Mr. Varone, the head of the company, said it would lose $40,000 by pulling out.  He also said in an email quoted in the New York Times: “It is financially devastating but morally exhilarating.”


For 2026 let’s all do things that are morally exhilarating.


And if you want to do something that is simply fun, tape signs to Porta Potties and dumpsters and trash cans.  Take a Sharpie and some duct tape and write on a sheet of paper “Trump memorial toilet” or “Trump memorial dumpster” or whatever and stick it on.  Don’t get caught.

Tuesday, December 30, 2025

The Wounded Knee Massacre Anniversary

 Re-writing American history to make us look good is nothing new.  Yesterday was the anniversary of the Massacre at Wounded Knee on Dec. 29, 1890, on the Pine Ridge Reservation in South Dakota.  

Approximately 250 Lakota Indians were gunned down.  They were unarmed.  The dead included women and little children.  In some cases those little children were babies.  Their bodies were thrown into a ditch for burial.  


Twenty American soldiers were awarded Medals of Honor for this “battle.” 




I wonder if Hegseth will award medals to the troops who shot the men clinging to their boat off the coast of Venezuela.

Monday, December 29, 2025

Brigitte Bardot, 1934-2025

In 1956 her hit movie “And God Created Woman” was playing in the Palm Theater in Palmerton.  The movie was condemned by the Catholic Legion of Decency for its sexual content and nudity.  American movies simply did not do that. 


Of course guys in Palmerton High School heard about the movie, read about it, and decided we had to see it.  Although I lived ten miles out of town, I could stay with my Aunt Florence on Lafayette Avenue if I had good cause.  So I told my parents I had to go to the library that evening and went to see Ms.

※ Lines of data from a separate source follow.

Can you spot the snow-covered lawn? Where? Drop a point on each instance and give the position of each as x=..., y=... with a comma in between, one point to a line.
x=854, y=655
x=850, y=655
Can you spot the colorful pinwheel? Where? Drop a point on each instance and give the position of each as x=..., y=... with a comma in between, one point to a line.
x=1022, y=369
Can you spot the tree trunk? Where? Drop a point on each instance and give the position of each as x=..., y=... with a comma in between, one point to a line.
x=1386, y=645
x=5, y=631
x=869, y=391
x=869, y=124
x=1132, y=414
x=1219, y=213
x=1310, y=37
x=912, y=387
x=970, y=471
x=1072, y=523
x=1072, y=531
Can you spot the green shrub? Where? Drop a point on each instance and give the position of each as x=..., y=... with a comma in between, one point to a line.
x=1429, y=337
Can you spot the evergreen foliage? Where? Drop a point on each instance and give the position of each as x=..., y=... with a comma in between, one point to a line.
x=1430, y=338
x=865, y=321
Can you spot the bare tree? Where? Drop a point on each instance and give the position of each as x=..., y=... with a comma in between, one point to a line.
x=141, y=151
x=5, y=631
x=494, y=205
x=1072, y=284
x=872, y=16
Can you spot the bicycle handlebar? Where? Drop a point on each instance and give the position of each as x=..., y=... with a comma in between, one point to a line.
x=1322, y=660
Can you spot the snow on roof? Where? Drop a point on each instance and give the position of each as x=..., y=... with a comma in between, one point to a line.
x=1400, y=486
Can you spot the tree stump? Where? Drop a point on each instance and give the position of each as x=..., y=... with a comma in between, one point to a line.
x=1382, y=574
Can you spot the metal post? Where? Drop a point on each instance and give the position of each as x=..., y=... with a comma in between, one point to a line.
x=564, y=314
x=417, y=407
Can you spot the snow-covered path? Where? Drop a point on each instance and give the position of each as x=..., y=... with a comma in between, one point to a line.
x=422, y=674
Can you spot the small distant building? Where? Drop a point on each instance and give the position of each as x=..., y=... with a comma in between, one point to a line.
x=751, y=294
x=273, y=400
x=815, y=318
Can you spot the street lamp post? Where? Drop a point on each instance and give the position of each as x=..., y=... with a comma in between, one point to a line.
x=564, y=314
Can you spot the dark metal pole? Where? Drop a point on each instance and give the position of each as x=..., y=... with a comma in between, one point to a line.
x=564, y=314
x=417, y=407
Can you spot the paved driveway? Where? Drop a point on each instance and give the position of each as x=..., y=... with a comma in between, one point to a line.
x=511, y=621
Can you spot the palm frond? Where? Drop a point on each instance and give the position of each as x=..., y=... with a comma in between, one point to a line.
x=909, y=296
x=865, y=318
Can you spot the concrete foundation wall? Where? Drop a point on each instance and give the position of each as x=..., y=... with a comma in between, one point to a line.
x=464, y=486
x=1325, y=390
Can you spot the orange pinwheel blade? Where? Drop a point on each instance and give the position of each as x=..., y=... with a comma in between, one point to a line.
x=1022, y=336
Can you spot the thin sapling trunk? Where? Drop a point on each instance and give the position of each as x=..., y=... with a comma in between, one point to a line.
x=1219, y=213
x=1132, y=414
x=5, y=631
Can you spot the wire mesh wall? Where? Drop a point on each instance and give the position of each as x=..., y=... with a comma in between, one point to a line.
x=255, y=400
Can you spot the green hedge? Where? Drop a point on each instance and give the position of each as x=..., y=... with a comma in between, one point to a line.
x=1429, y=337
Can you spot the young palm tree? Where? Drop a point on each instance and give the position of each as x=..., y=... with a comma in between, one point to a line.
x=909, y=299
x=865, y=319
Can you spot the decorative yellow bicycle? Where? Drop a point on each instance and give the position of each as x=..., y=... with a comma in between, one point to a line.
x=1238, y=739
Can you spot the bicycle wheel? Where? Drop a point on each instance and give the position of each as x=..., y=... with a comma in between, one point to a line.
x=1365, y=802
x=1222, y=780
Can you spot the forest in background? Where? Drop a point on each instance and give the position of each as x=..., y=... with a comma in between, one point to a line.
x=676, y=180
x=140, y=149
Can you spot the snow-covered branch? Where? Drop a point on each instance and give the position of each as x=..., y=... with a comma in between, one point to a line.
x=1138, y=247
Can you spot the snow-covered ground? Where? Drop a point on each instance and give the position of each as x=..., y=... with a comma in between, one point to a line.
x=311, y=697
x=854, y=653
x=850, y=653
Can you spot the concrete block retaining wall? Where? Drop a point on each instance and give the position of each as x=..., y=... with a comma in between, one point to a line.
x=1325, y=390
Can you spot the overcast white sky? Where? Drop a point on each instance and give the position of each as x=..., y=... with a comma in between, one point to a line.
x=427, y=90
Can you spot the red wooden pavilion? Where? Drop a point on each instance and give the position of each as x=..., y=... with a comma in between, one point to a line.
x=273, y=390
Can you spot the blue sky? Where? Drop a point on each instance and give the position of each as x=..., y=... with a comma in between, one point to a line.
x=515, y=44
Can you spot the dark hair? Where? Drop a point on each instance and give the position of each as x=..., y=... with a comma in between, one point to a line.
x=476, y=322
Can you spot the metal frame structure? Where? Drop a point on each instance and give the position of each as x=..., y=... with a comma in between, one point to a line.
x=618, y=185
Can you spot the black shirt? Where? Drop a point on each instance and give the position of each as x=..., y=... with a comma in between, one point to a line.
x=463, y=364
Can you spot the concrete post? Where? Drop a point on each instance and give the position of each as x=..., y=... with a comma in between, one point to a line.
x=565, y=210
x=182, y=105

Bardot.  


There must have been at least ten of us in the theater that night.  Everybody lied to their parents.  I think we made up a whole row.  The Catholic boys simply ignored the condemned rating from the Legion of Decency.  Today the film probably would get a PG rating.


I don’t remember the plot, but I do remember Ms. Bardot’s derriere all these decades later.  


In 1968 she was used as the first live model for Marianne, the symbol of French liberty.  In 1973 Ms. Bardot retired from films and devoted the rest of her life to the cause of animal rights, opposing bull fighting and the consumption of horse meat.  She was quite a woman.

Sunday, December 28, 2025

Nancy Pelosi on achieving goals

You may remember that President Obama had difficulty getting his health care plan through Congress.  Nancy Pelosi gave him a pep talk:


“You go through that gate.  If the gate’s closed, you go over the fence.  If the fence is too high, we’ll pole-vault in.  If that doesn’t work, we’ll parachute in.”  


Nancy Pelosi, who is retiring from Congress at the end of this term, is one of my role models.  You can see why.


The quote is from "The Talk of the Town, The New Yorker (Dec. 5, 2022), p. 13.